I have a confession.
I write a lot of columns and produce a lot of video content about Toastmasters and the importance of practising public speaking, however, from January to June 2022, I only attended three of our club’s weekly meetings.
It's embarrassing to admit, but I tell you this is because I want to share my recent experience of finally going back to a Toastmasters meeting and realizing my skills had gotten rusty.
There is a section of every Toastmasters meeting called “Table Topics,” which consists of a Table Topics Master asking attendees random questions. These questions can be about anything: What is your greatest fear? What is your favourite summertime activity? If you could be any superhero, who would you be?
The goal of Table Topics is to force attendees to think quickly on their feet and speak for between one to two minutes.
After a span of several months without attending a Toastmasters meeting, I finally made it back to my club and I was asked a question during the Table Topics segment of the meeting. As I walked toward the front of the room to face the audience, my mind went blank.
For the next minute-and-a-half, I clumsily fumbled through an answer that lacked quality and conviction. The club gave me a courtesy round of applause, but I could see on their faces they were surprised by just how poor of a job I did.
So why did this happen?
What I’ve learned over the years is that public speaking is a lot like working out. I’ve met people who have said,
“I don’t need to go to Toastmasters because I attended meetings a few years ago.” In my mind, this is the equivalent of someone saying, “I don’t work out anymore because I used to exercise three years ago.”
Just as our bodies require a healthy routine of physical activity to stay in shape, our public speaking skills are strongest when exercised on a regular basis.
When you attend weekly Toastmasters meetings, the idea of standing in front of a crowd becomes less daunting because it becomes a regular part of your routine.
Even if Toastmasters isn’t a viable option for you, there are still ways you can practise public speaking. Try recording your speech on your phone and watching it back. You may notice your body is doing certain things that you didn’t even realize, such as leaning on a chair, swaying from side to side, etc.
Many of us also unknowingly add in crutch words such as “umm” or “ahh” to fill in the silence while speaking.
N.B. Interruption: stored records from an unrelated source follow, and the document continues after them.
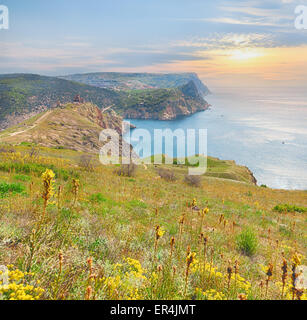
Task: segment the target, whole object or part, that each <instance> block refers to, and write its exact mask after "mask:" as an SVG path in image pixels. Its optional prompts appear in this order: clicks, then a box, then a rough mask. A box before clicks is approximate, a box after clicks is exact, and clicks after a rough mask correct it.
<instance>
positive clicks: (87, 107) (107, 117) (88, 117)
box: [0, 103, 131, 153]
mask: <svg viewBox="0 0 307 320" xmlns="http://www.w3.org/2000/svg"><path fill="white" fill-rule="evenodd" d="M122 125H123V119H122V118H121V117H120V116H118V115H117V114H116V113H115V112H114V111H113V110H107V111H102V110H101V109H99V108H98V107H97V106H96V105H94V104H92V103H68V104H65V105H61V106H59V107H56V108H53V109H51V110H47V111H46V112H42V113H40V114H38V115H36V116H35V117H32V118H30V119H28V120H26V121H24V122H22V123H20V124H18V125H17V126H15V127H11V128H9V129H8V130H5V131H2V132H1V133H0V142H4V143H9V144H13V145H18V144H20V143H31V144H35V145H40V146H44V147H51V148H59V147H61V148H65V149H71V150H76V151H82V152H93V153H99V150H100V148H101V147H102V145H103V144H102V143H101V142H100V141H99V137H100V135H101V134H102V129H113V130H115V131H116V132H117V133H118V134H119V135H120V137H121V135H122ZM108 135H110V133H109V132H108ZM105 141H107V136H106V137H105ZM119 148H120V150H123V149H122V148H124V149H126V151H125V152H127V150H129V149H131V146H130V145H129V144H128V143H126V142H125V141H124V140H123V139H120V146H119Z"/></svg>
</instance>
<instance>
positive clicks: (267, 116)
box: [130, 88, 307, 190]
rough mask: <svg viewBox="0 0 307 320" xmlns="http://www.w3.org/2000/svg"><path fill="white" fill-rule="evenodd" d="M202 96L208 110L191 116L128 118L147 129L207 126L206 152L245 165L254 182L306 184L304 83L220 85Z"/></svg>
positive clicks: (210, 155)
mask: <svg viewBox="0 0 307 320" xmlns="http://www.w3.org/2000/svg"><path fill="white" fill-rule="evenodd" d="M206 99H207V101H208V102H209V103H210V104H211V105H212V107H211V108H210V110H208V111H205V112H200V113H197V114H194V115H192V116H190V117H185V118H181V119H178V120H175V121H152V120H130V122H131V123H133V124H134V125H136V126H137V127H138V128H144V129H148V130H149V131H151V132H153V131H154V129H165V128H170V129H172V130H175V129H177V128H182V129H207V130H208V155H210V156H214V157H218V158H220V159H224V160H235V161H236V162H237V163H238V164H240V165H245V166H247V167H249V168H250V169H251V170H252V172H253V173H254V175H255V177H256V179H257V180H258V184H266V185H267V186H269V187H271V188H280V189H301V190H307V90H306V89H304V88H299V89H298V88H293V89H291V88H290V89H288V88H287V89H286V90H285V89H276V88H275V89H270V90H268V89H265V88H256V89H252V90H245V89H244V92H242V89H239V88H219V89H216V90H214V94H212V95H210V96H208V97H207V98H206ZM132 133H133V131H132ZM152 136H153V135H152ZM130 142H131V143H132V144H133V145H136V143H137V141H133V140H131V141H130ZM147 153H148V152H147ZM151 153H152V152H151ZM165 153H166V154H170V150H167V149H166V150H165ZM143 156H144V157H146V156H149V154H143Z"/></svg>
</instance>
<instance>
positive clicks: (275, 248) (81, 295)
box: [0, 146, 307, 300]
mask: <svg viewBox="0 0 307 320" xmlns="http://www.w3.org/2000/svg"><path fill="white" fill-rule="evenodd" d="M15 148H16V150H15V151H16V152H20V153H21V158H23V156H24V155H25V154H28V153H29V150H31V147H30V146H29V147H27V146H18V147H15ZM80 154H81V153H78V152H74V151H71V150H56V149H50V148H41V151H40V155H41V158H37V159H31V160H30V159H29V158H27V159H28V160H27V161H24V163H23V165H25V166H27V165H33V164H35V167H36V168H40V169H43V168H45V166H47V163H49V165H48V167H51V166H53V168H55V170H65V171H66V172H67V173H68V177H66V176H62V175H60V174H59V175H58V174H57V175H56V177H55V179H54V184H53V185H54V188H53V189H54V193H53V195H52V197H51V198H50V200H49V204H48V205H47V207H46V212H45V216H44V220H43V222H42V224H41V229H39V232H37V234H36V238H35V239H34V241H35V246H34V248H35V249H34V254H33V257H32V258H31V255H30V253H31V250H33V230H37V228H38V226H39V222H41V221H42V220H41V219H42V216H43V212H44V200H43V199H42V194H43V181H42V178H41V175H40V172H39V171H37V172H36V170H33V171H30V172H29V173H24V172H17V171H16V170H15V172H14V170H13V169H11V170H2V171H0V179H1V181H3V182H2V185H3V189H2V190H3V194H4V197H3V198H1V201H0V244H1V245H0V259H1V264H3V265H10V264H13V265H14V266H15V268H18V269H20V270H21V271H23V272H26V271H27V270H28V268H29V265H30V266H31V271H32V272H33V275H32V276H27V277H26V279H24V280H23V281H24V283H25V284H31V285H34V286H37V281H38V280H39V281H40V284H39V286H40V287H42V288H43V289H44V290H45V291H44V293H43V295H42V297H41V298H42V299H46V300H51V299H52V300H58V299H64V300H78V299H84V297H85V292H86V290H87V288H88V286H89V283H90V284H91V286H92V289H93V290H94V291H95V294H96V296H95V298H96V299H97V300H102V299H126V298H134V299H188V300H191V299H208V298H213V299H217V298H219V297H224V299H230V300H231V299H234V300H236V299H238V294H239V293H244V294H246V295H247V298H248V299H259V300H263V299H265V296H264V290H262V291H261V288H260V287H259V283H260V281H264V282H265V280H266V278H267V276H266V274H265V272H264V271H263V270H264V267H267V266H268V265H269V263H272V264H273V265H274V269H273V270H274V271H273V276H272V279H271V281H270V283H269V288H268V296H267V299H280V298H281V290H280V287H279V286H278V283H279V282H280V281H281V275H282V271H281V263H282V261H283V260H282V259H283V258H285V259H286V260H287V262H288V265H289V268H290V266H291V259H292V257H293V254H294V253H295V252H296V251H297V252H298V253H300V254H304V253H305V251H306V246H307V237H306V230H307V228H306V223H307V216H306V212H300V213H299V214H298V213H297V212H288V213H287V214H280V213H279V212H278V211H274V210H273V209H272V208H274V207H275V206H277V205H278V204H281V203H291V205H295V207H297V208H306V207H307V198H306V192H305V191H286V190H273V189H270V188H262V187H257V186H256V185H253V184H251V183H238V182H235V181H232V180H225V179H218V178H214V177H207V176H202V177H201V179H202V185H201V187H199V188H193V187H191V186H189V185H187V184H185V183H183V181H184V177H185V175H186V174H187V169H188V168H187V167H186V166H178V165H161V166H160V167H162V168H164V167H165V168H167V169H169V170H174V171H175V173H176V176H177V177H178V179H177V180H176V181H175V182H168V181H165V180H163V179H161V178H160V176H159V175H158V173H157V168H155V167H154V166H153V165H152V166H151V165H148V166H147V167H146V168H145V167H144V166H139V167H138V170H137V171H136V174H135V176H134V177H133V179H130V178H126V177H121V176H118V175H117V174H116V173H115V169H116V168H118V167H116V166H97V167H95V168H94V170H93V171H90V172H87V171H85V170H82V169H81V168H79V167H78V165H77V164H78V161H79V157H80ZM2 156H3V154H1V153H0V163H1V164H7V165H8V166H9V167H10V166H11V165H12V166H13V165H15V164H16V163H17V162H13V161H10V160H7V159H6V160H5V159H4V158H2ZM96 157H97V159H98V156H96ZM12 158H13V156H12ZM15 158H16V157H15ZM15 158H14V159H15ZM97 159H96V160H97ZM63 160H67V161H64V162H63ZM14 161H17V160H14ZM28 161H31V162H28ZM97 161H98V160H97ZM226 163H227V166H229V167H228V169H227V170H229V168H235V165H234V164H233V163H232V162H226ZM40 166H42V167H40ZM210 166H211V167H212V168H213V166H215V167H216V168H218V167H219V166H220V168H222V167H225V163H223V162H221V163H220V162H219V161H218V160H213V161H212V162H211V163H210ZM21 168H24V167H23V166H21ZM70 172H72V173H73V174H72V175H70ZM75 176H78V180H79V183H80V186H79V188H78V192H77V199H76V201H74V194H73V192H72V186H73V183H72V179H74V177H75ZM28 177H30V180H29V179H28ZM65 179H67V180H65ZM24 180H25V181H24ZM29 181H31V184H30V183H29ZM23 183H24V185H23ZM17 185H19V186H18V187H17ZM58 186H62V192H61V194H60V197H59V198H58ZM26 190H27V193H28V194H27V196H24V192H25V191H26ZM19 192H20V193H19ZM194 198H195V199H196V201H197V206H198V207H199V208H200V209H203V208H206V207H208V208H209V209H210V210H209V212H208V213H207V214H206V215H205V216H204V217H203V220H202V216H201V214H200V213H199V212H197V211H194V210H192V209H191V203H192V201H193V199H194ZM183 215H184V216H185V219H184V223H183V229H182V232H181V231H180V230H181V226H180V224H179V220H180V219H181V217H182V216H183ZM221 215H223V220H222V223H221V222H220V219H221ZM294 222H295V223H294ZM157 225H159V226H160V227H161V228H162V229H163V230H164V231H165V233H164V234H163V235H162V236H161V237H160V238H159V239H158V243H157V248H156V250H155V239H156V233H155V228H156V226H157ZM204 236H205V237H207V248H206V253H205V254H204V241H203V238H202V237H204ZM171 237H174V238H175V245H174V251H173V254H172V257H171V258H170V240H171ZM188 247H190V250H191V251H192V252H193V253H195V254H196V256H195V261H194V263H193V264H192V265H191V269H190V273H189V277H188V280H187V284H186V286H187V290H186V291H187V292H186V294H184V288H185V274H186V267H187V256H186V252H187V249H188ZM60 253H61V254H63V263H62V266H61V268H62V271H61V274H60V273H59V272H60V271H59V270H60V265H59V255H60ZM90 257H92V258H93V263H92V269H93V273H94V274H95V275H96V276H97V284H98V286H97V287H96V286H94V283H93V282H92V280H89V265H88V262H87V261H88V259H89V258H90ZM127 258H132V259H134V260H135V261H137V262H131V261H130V263H132V265H130V264H129V263H128V262H127ZM204 259H205V262H206V263H205V264H204ZM235 261H237V262H238V263H239V275H240V277H242V278H244V281H241V280H237V282H236V283H235V280H234V278H233V277H234V275H233V277H232V278H231V282H230V284H229V289H228V274H227V269H228V267H229V266H231V267H232V268H233V266H234V265H235ZM138 263H139V265H138ZM133 264H134V265H133ZM302 264H304V265H306V258H305V257H303V258H302ZM135 265H137V266H138V268H136V267H135ZM204 265H205V268H206V269H205V270H203V269H202V268H203V266H204ZM159 266H162V269H163V271H162V272H161V271H160V273H159V271H158V267H159ZM173 267H175V270H176V272H175V274H173V272H174V271H173ZM210 268H211V273H210ZM232 270H233V269H232ZM288 270H290V269H288ZM289 272H290V271H289ZM59 274H60V275H59ZM113 278H114V279H113ZM112 279H113V282H112ZM238 279H241V278H238ZM106 281H107V282H106ZM108 281H109V282H108ZM247 281H248V283H250V287H248V286H247V285H246V283H247ZM287 281H288V282H289V281H291V277H290V274H289V277H288V279H287ZM288 282H287V284H288ZM112 283H113V284H112ZM108 284H110V285H111V284H112V286H111V287H110V286H108ZM136 288H137V289H138V295H136V293H135V291H134V289H136ZM198 289H200V290H201V292H199V290H198ZM212 289H214V290H216V292H218V293H219V295H220V296H215V295H214V296H213V297H211V296H210V295H209V293H210V290H212ZM91 299H93V297H91ZM284 299H291V297H290V296H289V295H288V292H287V293H286V294H285V296H284Z"/></svg>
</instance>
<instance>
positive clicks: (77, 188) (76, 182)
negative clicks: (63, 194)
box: [72, 179, 80, 205]
mask: <svg viewBox="0 0 307 320" xmlns="http://www.w3.org/2000/svg"><path fill="white" fill-rule="evenodd" d="M72 184H73V185H72V193H73V195H74V205H75V204H76V201H77V198H78V192H79V187H80V182H79V180H78V179H73V180H72Z"/></svg>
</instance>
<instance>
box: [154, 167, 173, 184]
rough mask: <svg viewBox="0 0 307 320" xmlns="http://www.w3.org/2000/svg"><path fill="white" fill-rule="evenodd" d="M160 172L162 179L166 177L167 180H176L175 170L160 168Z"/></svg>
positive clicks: (159, 174)
mask: <svg viewBox="0 0 307 320" xmlns="http://www.w3.org/2000/svg"><path fill="white" fill-rule="evenodd" d="M158 174H159V176H160V177H161V178H162V179H164V180H166V181H175V180H176V176H175V174H174V171H172V170H168V169H163V168H159V169H158Z"/></svg>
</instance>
Once we are aware of our own tendencies, we can take steps to eliminate unnecessary distractions from our speeches.
You can also practise your speech in front of a friend or family member. (Although, keep in mind, family members and friends may be hesitant to give constructive criticism to avoid the risk of hurting your feelings.)
A final piece of advice is to always have a speech on the go. Perhaps you are attending a wedding this summer or maybe you have an important upcoming office meeting. If you look hard enough, there is likely an opportunity for you to give a speech at some point in the future.
Start working on that speech now to give yourself material to practice with, and ensure that you will come across as a polished speaker when you finally get the chance to deliver your speech.